BLAST Frequently Asked Questions (FAQ)

What is BLAST?
What are Gapped and PSI-BLAST?
Which BLAST program should I use?
Why do I see a string of "X"s (or "N"s) in my query sequence that I did not put there?
What is low-complexity sequence?
What is the Expect (E) value?
How do I perform a similarity search with a short peptide/nucleotide sequence?
How can I see low-similarity matches when there are many strong hits to my query sequence?

Q: What is BLAST?

BLAST (Basic Local Alignment Search Tool) is a set of similarity search programs designed to explore all of the available sequence databases regardless of whether the query is protein or DNA. The BLAST programs have been designed for speed, with a minimal sacrifice of sensitivity to distant sequence relationships. The scores assigned in a BLAST search have a well-defined statistical interpretation, making real matches easier to distinguish from random background hits. BLAST uses a heuristic algorithm which seeks local as opposed to global alignments and is therefore able to detect relationships among sequences which share only isolated regions of similarity (Altschul et al., 1990).

Q: What are Gapped BLAST and PSI-BLAST?

Gapped BLAST and PSI-BLAST are useful search tools provided by the BLAST server (version 2.0) (Altschul et al., 1997).

The Gapped BLAST algorithm allows gaps (deletions and insertions) to be introduced into the alignments that are returned. Allowing gaps means that similar regions are not broken into several segments. The scoring of these gapped alignments tends to reflect biological relationships more closely.

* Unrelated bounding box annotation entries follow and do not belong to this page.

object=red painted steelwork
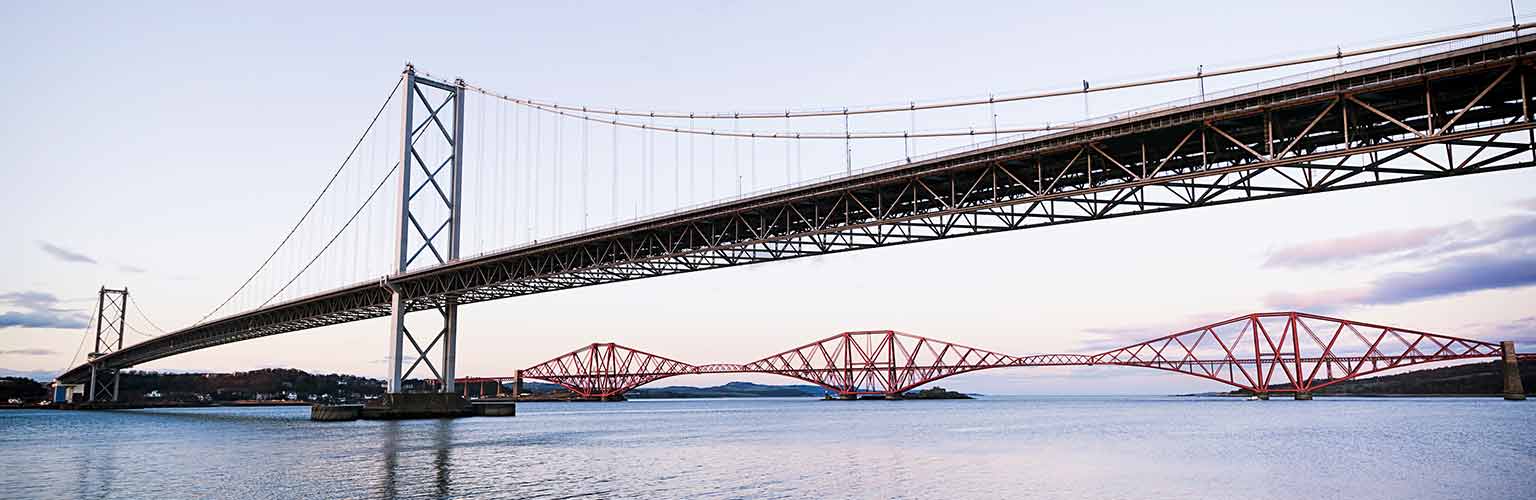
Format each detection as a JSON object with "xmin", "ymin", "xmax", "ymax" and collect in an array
[{"xmin": 476, "ymin": 313, "xmax": 1511, "ymax": 399}]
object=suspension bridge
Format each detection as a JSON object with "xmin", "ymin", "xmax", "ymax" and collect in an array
[{"xmin": 48, "ymin": 25, "xmax": 1536, "ymax": 403}]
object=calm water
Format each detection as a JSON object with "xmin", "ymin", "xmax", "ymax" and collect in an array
[{"xmin": 0, "ymin": 397, "xmax": 1536, "ymax": 498}]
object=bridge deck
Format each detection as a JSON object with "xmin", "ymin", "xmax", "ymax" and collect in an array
[{"xmin": 60, "ymin": 37, "xmax": 1536, "ymax": 382}]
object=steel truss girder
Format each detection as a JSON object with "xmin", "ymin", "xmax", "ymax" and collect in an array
[
  {"xmin": 509, "ymin": 313, "xmax": 1502, "ymax": 399},
  {"xmin": 66, "ymin": 37, "xmax": 1536, "ymax": 383}
]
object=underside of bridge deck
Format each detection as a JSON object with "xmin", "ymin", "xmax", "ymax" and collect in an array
[{"xmin": 60, "ymin": 37, "xmax": 1536, "ymax": 383}]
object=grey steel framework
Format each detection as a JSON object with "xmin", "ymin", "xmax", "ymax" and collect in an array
[
  {"xmin": 379, "ymin": 66, "xmax": 464, "ymax": 393},
  {"xmin": 86, "ymin": 287, "xmax": 127, "ymax": 402},
  {"xmin": 63, "ymin": 37, "xmax": 1536, "ymax": 386}
]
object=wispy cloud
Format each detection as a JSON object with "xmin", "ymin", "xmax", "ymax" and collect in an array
[
  {"xmin": 1264, "ymin": 213, "xmax": 1536, "ymax": 268},
  {"xmin": 0, "ymin": 348, "xmax": 58, "ymax": 356},
  {"xmin": 0, "ymin": 291, "xmax": 91, "ymax": 330},
  {"xmin": 1264, "ymin": 227, "xmax": 1452, "ymax": 267},
  {"xmin": 37, "ymin": 241, "xmax": 95, "ymax": 264},
  {"xmin": 1266, "ymin": 252, "xmax": 1536, "ymax": 311}
]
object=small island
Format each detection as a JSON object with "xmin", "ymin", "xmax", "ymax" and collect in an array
[{"xmin": 902, "ymin": 387, "xmax": 974, "ymax": 399}]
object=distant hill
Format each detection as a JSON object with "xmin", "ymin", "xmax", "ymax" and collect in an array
[
  {"xmin": 120, "ymin": 368, "xmax": 384, "ymax": 402},
  {"xmin": 1229, "ymin": 360, "xmax": 1536, "ymax": 396},
  {"xmin": 0, "ymin": 377, "xmax": 49, "ymax": 403}
]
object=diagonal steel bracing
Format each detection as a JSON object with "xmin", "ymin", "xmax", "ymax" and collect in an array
[{"xmin": 65, "ymin": 37, "xmax": 1536, "ymax": 380}]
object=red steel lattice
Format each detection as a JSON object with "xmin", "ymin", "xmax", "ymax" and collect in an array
[{"xmin": 491, "ymin": 313, "xmax": 1502, "ymax": 399}]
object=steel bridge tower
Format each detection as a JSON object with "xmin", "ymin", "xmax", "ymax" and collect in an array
[
  {"xmin": 381, "ymin": 64, "xmax": 464, "ymax": 394},
  {"xmin": 86, "ymin": 287, "xmax": 127, "ymax": 402}
]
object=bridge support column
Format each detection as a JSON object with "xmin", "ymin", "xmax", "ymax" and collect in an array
[
  {"xmin": 513, "ymin": 370, "xmax": 522, "ymax": 399},
  {"xmin": 86, "ymin": 287, "xmax": 127, "ymax": 403},
  {"xmin": 376, "ymin": 64, "xmax": 468, "ymax": 419},
  {"xmin": 1499, "ymin": 340, "xmax": 1525, "ymax": 400}
]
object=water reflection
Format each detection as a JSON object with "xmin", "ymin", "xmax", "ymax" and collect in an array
[
  {"xmin": 375, "ymin": 419, "xmax": 455, "ymax": 498},
  {"xmin": 0, "ymin": 397, "xmax": 1536, "ymax": 500}
]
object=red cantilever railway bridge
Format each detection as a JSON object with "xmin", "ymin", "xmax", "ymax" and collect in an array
[{"xmin": 458, "ymin": 313, "xmax": 1516, "ymax": 399}]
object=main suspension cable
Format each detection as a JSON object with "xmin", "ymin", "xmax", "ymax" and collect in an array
[
  {"xmin": 127, "ymin": 299, "xmax": 166, "ymax": 334},
  {"xmin": 457, "ymin": 23, "xmax": 1536, "ymax": 120},
  {"xmin": 465, "ymin": 86, "xmax": 1074, "ymax": 141},
  {"xmin": 265, "ymin": 161, "xmax": 399, "ymax": 308},
  {"xmin": 197, "ymin": 80, "xmax": 404, "ymax": 324}
]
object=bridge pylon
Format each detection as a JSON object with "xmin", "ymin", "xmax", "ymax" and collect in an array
[
  {"xmin": 381, "ymin": 64, "xmax": 465, "ymax": 394},
  {"xmin": 86, "ymin": 287, "xmax": 127, "ymax": 402}
]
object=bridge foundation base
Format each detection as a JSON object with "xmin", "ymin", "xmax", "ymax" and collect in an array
[
  {"xmin": 1499, "ymin": 340, "xmax": 1525, "ymax": 400},
  {"xmin": 473, "ymin": 402, "xmax": 518, "ymax": 417},
  {"xmin": 358, "ymin": 393, "xmax": 475, "ymax": 420},
  {"xmin": 309, "ymin": 405, "xmax": 362, "ymax": 422}
]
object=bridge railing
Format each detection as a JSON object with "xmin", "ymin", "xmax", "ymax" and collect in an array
[{"xmin": 448, "ymin": 34, "xmax": 1513, "ymax": 265}]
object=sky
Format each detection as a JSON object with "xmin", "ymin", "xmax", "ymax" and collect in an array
[{"xmin": 0, "ymin": 0, "xmax": 1536, "ymax": 394}]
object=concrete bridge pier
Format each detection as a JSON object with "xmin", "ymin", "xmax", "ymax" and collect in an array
[{"xmin": 1499, "ymin": 340, "xmax": 1525, "ymax": 400}]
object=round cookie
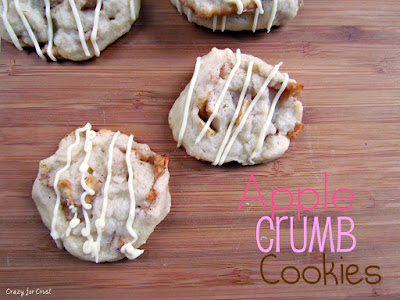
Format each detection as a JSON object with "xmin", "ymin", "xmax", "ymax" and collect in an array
[
  {"xmin": 169, "ymin": 48, "xmax": 303, "ymax": 165},
  {"xmin": 0, "ymin": 0, "xmax": 140, "ymax": 61},
  {"xmin": 170, "ymin": 0, "xmax": 303, "ymax": 32},
  {"xmin": 32, "ymin": 124, "xmax": 171, "ymax": 262}
]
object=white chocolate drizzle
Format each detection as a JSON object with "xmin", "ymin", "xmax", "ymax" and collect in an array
[
  {"xmin": 267, "ymin": 0, "xmax": 278, "ymax": 33},
  {"xmin": 176, "ymin": 0, "xmax": 182, "ymax": 15},
  {"xmin": 218, "ymin": 62, "xmax": 283, "ymax": 165},
  {"xmin": 1, "ymin": 0, "xmax": 22, "ymax": 51},
  {"xmin": 91, "ymin": 0, "xmax": 103, "ymax": 57},
  {"xmin": 249, "ymin": 73, "xmax": 289, "ymax": 163},
  {"xmin": 177, "ymin": 57, "xmax": 201, "ymax": 148},
  {"xmin": 195, "ymin": 49, "xmax": 242, "ymax": 144},
  {"xmin": 224, "ymin": 0, "xmax": 243, "ymax": 15},
  {"xmin": 213, "ymin": 61, "xmax": 254, "ymax": 166},
  {"xmin": 14, "ymin": 0, "xmax": 46, "ymax": 60},
  {"xmin": 44, "ymin": 0, "xmax": 57, "ymax": 61},
  {"xmin": 50, "ymin": 123, "xmax": 90, "ymax": 248},
  {"xmin": 253, "ymin": 8, "xmax": 260, "ymax": 32},
  {"xmin": 213, "ymin": 16, "xmax": 218, "ymax": 32},
  {"xmin": 79, "ymin": 126, "xmax": 96, "ymax": 254},
  {"xmin": 121, "ymin": 135, "xmax": 144, "ymax": 259},
  {"xmin": 94, "ymin": 131, "xmax": 120, "ymax": 263},
  {"xmin": 253, "ymin": 0, "xmax": 264, "ymax": 32},
  {"xmin": 129, "ymin": 0, "xmax": 136, "ymax": 21},
  {"xmin": 69, "ymin": 0, "xmax": 90, "ymax": 56},
  {"xmin": 221, "ymin": 16, "xmax": 226, "ymax": 32}
]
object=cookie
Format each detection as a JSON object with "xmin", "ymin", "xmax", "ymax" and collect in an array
[
  {"xmin": 170, "ymin": 0, "xmax": 303, "ymax": 32},
  {"xmin": 168, "ymin": 48, "xmax": 303, "ymax": 165},
  {"xmin": 0, "ymin": 0, "xmax": 140, "ymax": 61},
  {"xmin": 32, "ymin": 124, "xmax": 171, "ymax": 263}
]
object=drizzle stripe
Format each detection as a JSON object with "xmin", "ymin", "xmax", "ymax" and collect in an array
[
  {"xmin": 129, "ymin": 0, "xmax": 136, "ymax": 21},
  {"xmin": 69, "ymin": 0, "xmax": 90, "ymax": 56},
  {"xmin": 267, "ymin": 0, "xmax": 278, "ymax": 33},
  {"xmin": 224, "ymin": 0, "xmax": 243, "ymax": 15},
  {"xmin": 213, "ymin": 61, "xmax": 254, "ymax": 166},
  {"xmin": 213, "ymin": 16, "xmax": 218, "ymax": 32},
  {"xmin": 218, "ymin": 62, "xmax": 283, "ymax": 165},
  {"xmin": 2, "ymin": 0, "xmax": 22, "ymax": 51},
  {"xmin": 95, "ymin": 131, "xmax": 120, "ymax": 263},
  {"xmin": 221, "ymin": 16, "xmax": 226, "ymax": 32},
  {"xmin": 14, "ymin": 0, "xmax": 46, "ymax": 60},
  {"xmin": 121, "ymin": 135, "xmax": 144, "ymax": 259},
  {"xmin": 249, "ymin": 73, "xmax": 289, "ymax": 162},
  {"xmin": 44, "ymin": 0, "xmax": 57, "ymax": 61},
  {"xmin": 253, "ymin": 8, "xmax": 260, "ymax": 32},
  {"xmin": 50, "ymin": 123, "xmax": 90, "ymax": 245},
  {"xmin": 91, "ymin": 0, "xmax": 103, "ymax": 57},
  {"xmin": 177, "ymin": 57, "xmax": 201, "ymax": 148},
  {"xmin": 195, "ymin": 49, "xmax": 241, "ymax": 144}
]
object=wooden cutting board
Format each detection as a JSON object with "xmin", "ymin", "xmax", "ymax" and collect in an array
[{"xmin": 0, "ymin": 0, "xmax": 400, "ymax": 299}]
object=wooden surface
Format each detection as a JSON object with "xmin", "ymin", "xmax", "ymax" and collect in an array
[{"xmin": 0, "ymin": 0, "xmax": 400, "ymax": 299}]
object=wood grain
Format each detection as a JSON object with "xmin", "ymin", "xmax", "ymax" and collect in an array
[{"xmin": 0, "ymin": 0, "xmax": 400, "ymax": 299}]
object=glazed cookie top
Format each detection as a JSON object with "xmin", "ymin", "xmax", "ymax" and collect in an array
[
  {"xmin": 170, "ymin": 0, "xmax": 303, "ymax": 32},
  {"xmin": 0, "ymin": 0, "xmax": 140, "ymax": 61},
  {"xmin": 33, "ymin": 124, "xmax": 171, "ymax": 262},
  {"xmin": 169, "ymin": 48, "xmax": 303, "ymax": 165},
  {"xmin": 175, "ymin": 0, "xmax": 303, "ymax": 18}
]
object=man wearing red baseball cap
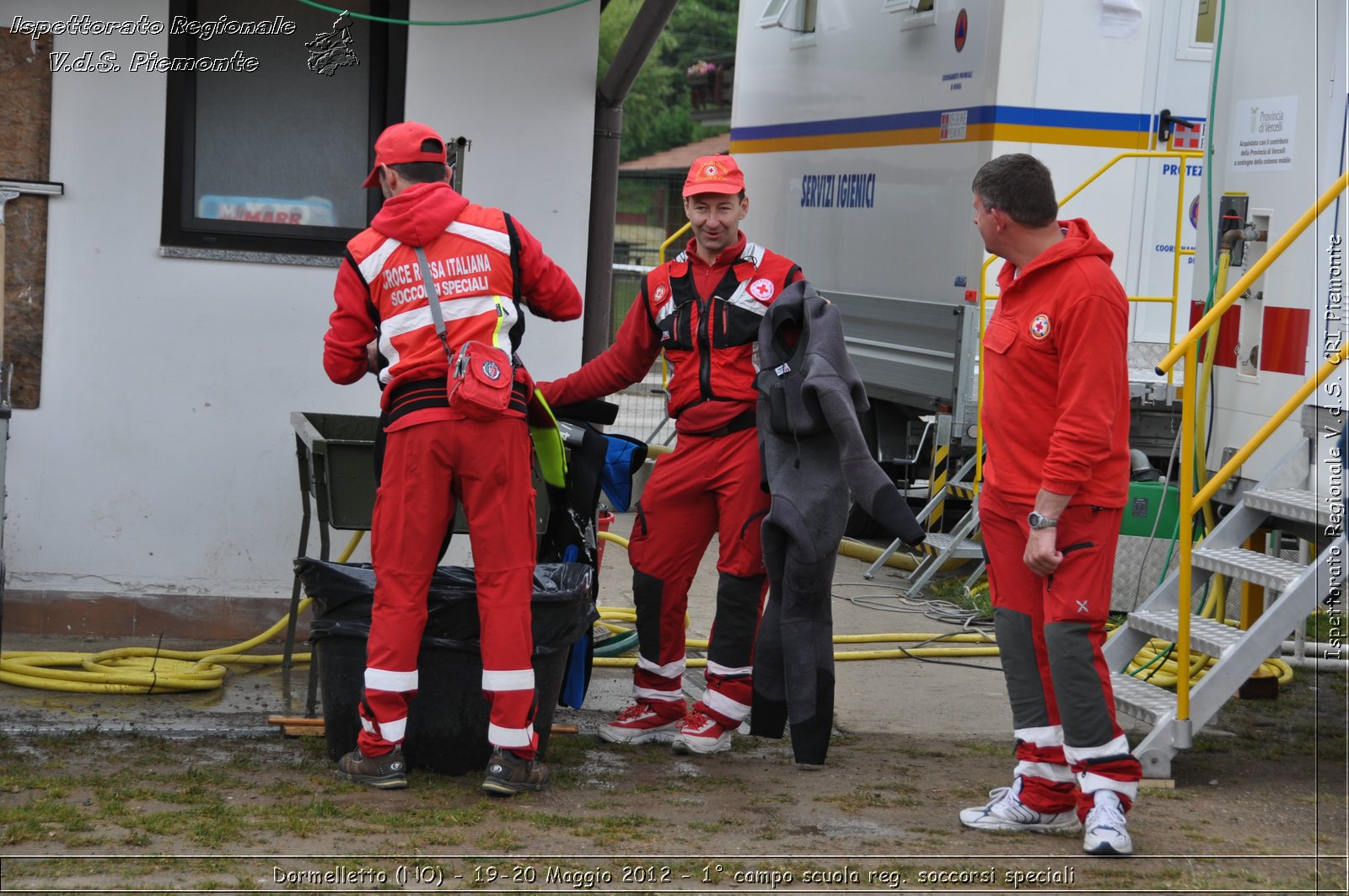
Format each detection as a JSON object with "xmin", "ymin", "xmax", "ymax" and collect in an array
[
  {"xmin": 324, "ymin": 121, "xmax": 582, "ymax": 797},
  {"xmin": 540, "ymin": 155, "xmax": 801, "ymax": 753}
]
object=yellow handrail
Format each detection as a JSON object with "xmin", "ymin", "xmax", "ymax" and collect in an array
[
  {"xmin": 1194, "ymin": 343, "xmax": 1349, "ymax": 505},
  {"xmin": 1158, "ymin": 171, "xmax": 1349, "ymax": 373},
  {"xmin": 974, "ymin": 150, "xmax": 1203, "ymax": 483}
]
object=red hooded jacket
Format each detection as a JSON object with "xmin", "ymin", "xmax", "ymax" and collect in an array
[
  {"xmin": 324, "ymin": 182, "xmax": 582, "ymax": 425},
  {"xmin": 538, "ymin": 233, "xmax": 801, "ymax": 433},
  {"xmin": 981, "ymin": 218, "xmax": 1129, "ymax": 507}
]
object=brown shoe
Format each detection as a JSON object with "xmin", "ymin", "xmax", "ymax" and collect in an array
[
  {"xmin": 483, "ymin": 746, "xmax": 549, "ymax": 797},
  {"xmin": 337, "ymin": 746, "xmax": 407, "ymax": 791}
]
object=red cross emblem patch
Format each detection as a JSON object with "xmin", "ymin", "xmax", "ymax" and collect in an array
[{"xmin": 749, "ymin": 276, "xmax": 773, "ymax": 305}]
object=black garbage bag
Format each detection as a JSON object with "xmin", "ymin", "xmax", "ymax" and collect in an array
[{"xmin": 306, "ymin": 557, "xmax": 599, "ymax": 775}]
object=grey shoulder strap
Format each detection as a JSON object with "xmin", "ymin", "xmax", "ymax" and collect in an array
[{"xmin": 413, "ymin": 245, "xmax": 454, "ymax": 364}]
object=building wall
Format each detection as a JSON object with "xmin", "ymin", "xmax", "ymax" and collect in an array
[{"xmin": 0, "ymin": 0, "xmax": 599, "ymax": 634}]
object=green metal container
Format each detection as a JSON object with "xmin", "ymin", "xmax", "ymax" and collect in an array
[{"xmin": 1120, "ymin": 482, "xmax": 1180, "ymax": 539}]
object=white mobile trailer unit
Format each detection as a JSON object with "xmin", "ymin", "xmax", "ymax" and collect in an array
[
  {"xmin": 1194, "ymin": 0, "xmax": 1349, "ymax": 483},
  {"xmin": 731, "ymin": 0, "xmax": 1212, "ymax": 472}
]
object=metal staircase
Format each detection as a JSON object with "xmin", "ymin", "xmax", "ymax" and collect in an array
[
  {"xmin": 1104, "ymin": 438, "xmax": 1345, "ymax": 777},
  {"xmin": 862, "ymin": 455, "xmax": 983, "ymax": 597}
]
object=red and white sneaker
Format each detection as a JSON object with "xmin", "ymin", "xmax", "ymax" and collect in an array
[
  {"xmin": 599, "ymin": 701, "xmax": 684, "ymax": 743},
  {"xmin": 670, "ymin": 710, "xmax": 733, "ymax": 754}
]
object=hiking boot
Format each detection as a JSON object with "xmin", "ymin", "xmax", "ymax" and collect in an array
[
  {"xmin": 1082, "ymin": 791, "xmax": 1133, "ymax": 856},
  {"xmin": 337, "ymin": 746, "xmax": 407, "ymax": 791},
  {"xmin": 960, "ymin": 776, "xmax": 1082, "ymax": 833},
  {"xmin": 670, "ymin": 710, "xmax": 731, "ymax": 754},
  {"xmin": 599, "ymin": 703, "xmax": 684, "ymax": 743},
  {"xmin": 483, "ymin": 746, "xmax": 549, "ymax": 797}
]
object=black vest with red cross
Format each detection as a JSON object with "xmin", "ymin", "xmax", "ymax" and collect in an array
[{"xmin": 642, "ymin": 242, "xmax": 801, "ymax": 418}]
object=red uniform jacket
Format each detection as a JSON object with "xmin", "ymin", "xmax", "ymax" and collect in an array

Position-Specific Iterated BLAST (PSI-BLAST) provides an automated, easy-to-use version of a "profile" search, which is a sensitive way to look for sequence homologues. The program first performs a gapped BLAST database search. The PSI-BLAST program uses the information from any significant alignments returned to construct a position-specific score matrix, which replaces the query sequence for the next round of database searching. PSI-BLAST may be iterated until no new significant alignments are found. At this time PSI-BLAST may be used only for comparing protein queries with protein databases.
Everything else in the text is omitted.